3. Record your findings: So! Once you’ve had a chance to help think of what is happening for you sexually and how it may be influencing your pleasure- it is time to record your symptoms in detail! This means tracking what, when, where, how you feel symptoms, their duration, when they started, and try to provide as much detail as you can-I suggest writing your symptoms on a single sheet of paper, or in a chart to make it easier to take into doctor’s office.

Note of caution: While it’s tempting to search for answers online, it’s rare to find an accurate diagnosis through “Dr. Google.” Try to limit your searches to basic information and avoid deep dives that often lead to misinformation or unnecessary anxiety.

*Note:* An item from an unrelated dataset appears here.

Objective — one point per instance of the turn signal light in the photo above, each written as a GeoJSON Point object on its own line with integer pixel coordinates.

4. Practice Your Approach: First, I want to normalize that it can totally feel awkward, weird, uncomfortable or even triggering to communicate our sexual concerns or questions. I want you to know that you are not alone, and these concerns are pretty common. And believe me, most practitioners who work in sexual health, have heard it ALL. However, having the conversation can still bring up some anxiety or shame- Which is also normal. Perhaps you wish you could walk into that office and express your concerns with confidence, but you’re not there yet? That’s okay too! (you will get there). In the meantime, consider rehearsing how you’ll bring up the topic, or state your concerns. Practice makes good enough!

You might say something like:

● I’d like to discuss my sexual health with you today. I’ve been experiencing [specific symptoms] for the past [duration].

● I have noticed that it has become more challenging to orgasm since ______. Is there something we can do to determine why, and how to help me?

● I started this medication and since then I haven’t wanted to have sex with my partner. Why is that? What can we do about it?

● I have not felt like myself lately, sexually, would like to talk about that today

● I would like to get tested for any STI’s. The condom broke, and I’d just like to make sure everything is okay. How can i prevent this from happening in the future?

● I have been struggling lately. I cannot keep an erection.

● I would like to spend the appointment discussing my sexual health today. I have been tracking my symptoms for _____ weeks. I have written the symptoms down here on this paper and note when I feel these symptoms the most. Is there testing I can go to figure out what this is?

Though it may sometimes feel awkward or daunting to bring up your pleasure needs with yourself, a partner(s), or medical professionals, it’s an essential step toward crafting a sex life that’s truly yours and centered around what makes you feel good. Embrace these conversations, let it feel awkward and weird, and above all, acknowledge your sexual pleasure as an integral part of your sexual wellness.